The part was designed with 2 mm thick walls and a number of support structures so the box could be handled roughly without risk of damaging it. Channels passed through the bottoms of these support structures so the wax could flow evenly throughout them. A central tunnel passed completely through the carrier, providing space for the Radiacode and activation material to be housed. SLA resin was chosen for its thermal resistance, allowing the wax to be cast directly inside.
Once the part had cured I began melting the paraffin wax and filled the carrier to the top. The volume of wax shrunk considerably as it began to solidify, so I would periodically stab a hole through the top surface and pour new wax overtop of it.
Here is an image of the moderator right after I had finished casting. The carrier was then cleaned up and the wax was shaved flush to the top surface. After completion, the carrier was inserted into the castle as pictured here. The moderating materials of this assembly consist of PLA, Photo-resin, and Paraffin wax. The thickness of materials between the first wall and the activation sample are as follows: 0.4 cm photo-resin, 1 cm PLA, and 4.1 cm of paraffin wax. Unfortunately, the effectiveness of the PLA and photo-resin are not known to me. They will not perform to the same degree as the paraffin wax, but they do contain significant amounts of hydrogen.
Adding the three materials together I'm probably still a bit on the low end for neutron thermalization, but that's all the space I have available within the castle. I believe it should be sufficient for these experiments.
Indium was chosen to be the activation material for the large number of photo-peaks from In-116m1 decay at a wide range of energies. A one-ounce ingot of the metal was hammered over an anvil to produce a round about 1" in diameter. A mock-up of my Radiacode was then 3D-printed, and the round was hammered over the end of it and shaped into a cap. The sample weighed in at 24.63 grams once completed. The indium cap was inserted over the portion of the scintillation detector that housed the crystal, which provided a perfect fit.
Image of the Indium cap over the Radiacode-102 The Radiacode and Indium cap placed within the moderator Having finished constructing the assembly, I inserted the Radiacode and Indium target into the moderator and placed the lid back on the castle. The counter was left collecting background data for the next day, just to ensure there weren't any unexpected sources of noise in the measurement.
To my surprise, a photopeak was in fact waiting for me when I returned. Comparing it to the normal background for my castle, a prominent peak had formed between 20 and 30 KeV. I was confused by the nature of the source for a moment, but soon realized it might have been fluorescence from the Indium.
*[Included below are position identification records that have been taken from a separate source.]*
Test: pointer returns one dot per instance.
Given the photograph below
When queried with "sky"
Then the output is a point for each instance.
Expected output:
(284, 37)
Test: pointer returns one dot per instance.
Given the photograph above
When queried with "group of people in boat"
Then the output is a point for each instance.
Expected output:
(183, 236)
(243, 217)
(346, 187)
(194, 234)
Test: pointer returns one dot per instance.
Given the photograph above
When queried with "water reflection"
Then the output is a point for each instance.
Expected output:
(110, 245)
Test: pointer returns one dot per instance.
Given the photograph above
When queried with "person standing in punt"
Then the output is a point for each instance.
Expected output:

Sure enough, I looked up Indium's characteristics X-Rays and it fluoresces at 24 and 27 KeV.
1.5 day spectrum of the Indium sample shown in orange and the typical lead castle background in green. This was fairly unexpected, I knew the whole point of Z-grading the walls was to remove outside sources of X-Ray fluorescence from inside the chamber, but I never thought it would reduce them to such an extent that characteristic X-rays could be measured using nothing but background radiation as the X-ray energy source.
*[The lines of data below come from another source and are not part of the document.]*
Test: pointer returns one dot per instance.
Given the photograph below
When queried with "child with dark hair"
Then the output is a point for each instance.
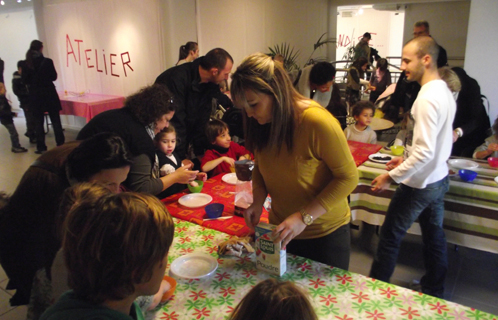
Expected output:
(274, 300)
(169, 161)
(363, 112)
(116, 250)
(380, 80)
(490, 146)
(7, 120)
(224, 152)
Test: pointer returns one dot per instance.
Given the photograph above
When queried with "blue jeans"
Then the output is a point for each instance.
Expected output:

While I find it interesting that the characteristic X-rays are visible, the poor definition and sensitivity of the Radiacode for signals in the low KeV range render it unsuitable for reliably identifying elements in this manner.
That all aside, it would appear as though I have everything ready for next week's experiment. I'll be performing control measurements Friday night and will activate Indium during the Saturday demonstration run. Data collected during these runs will be added to this post in the days following the event.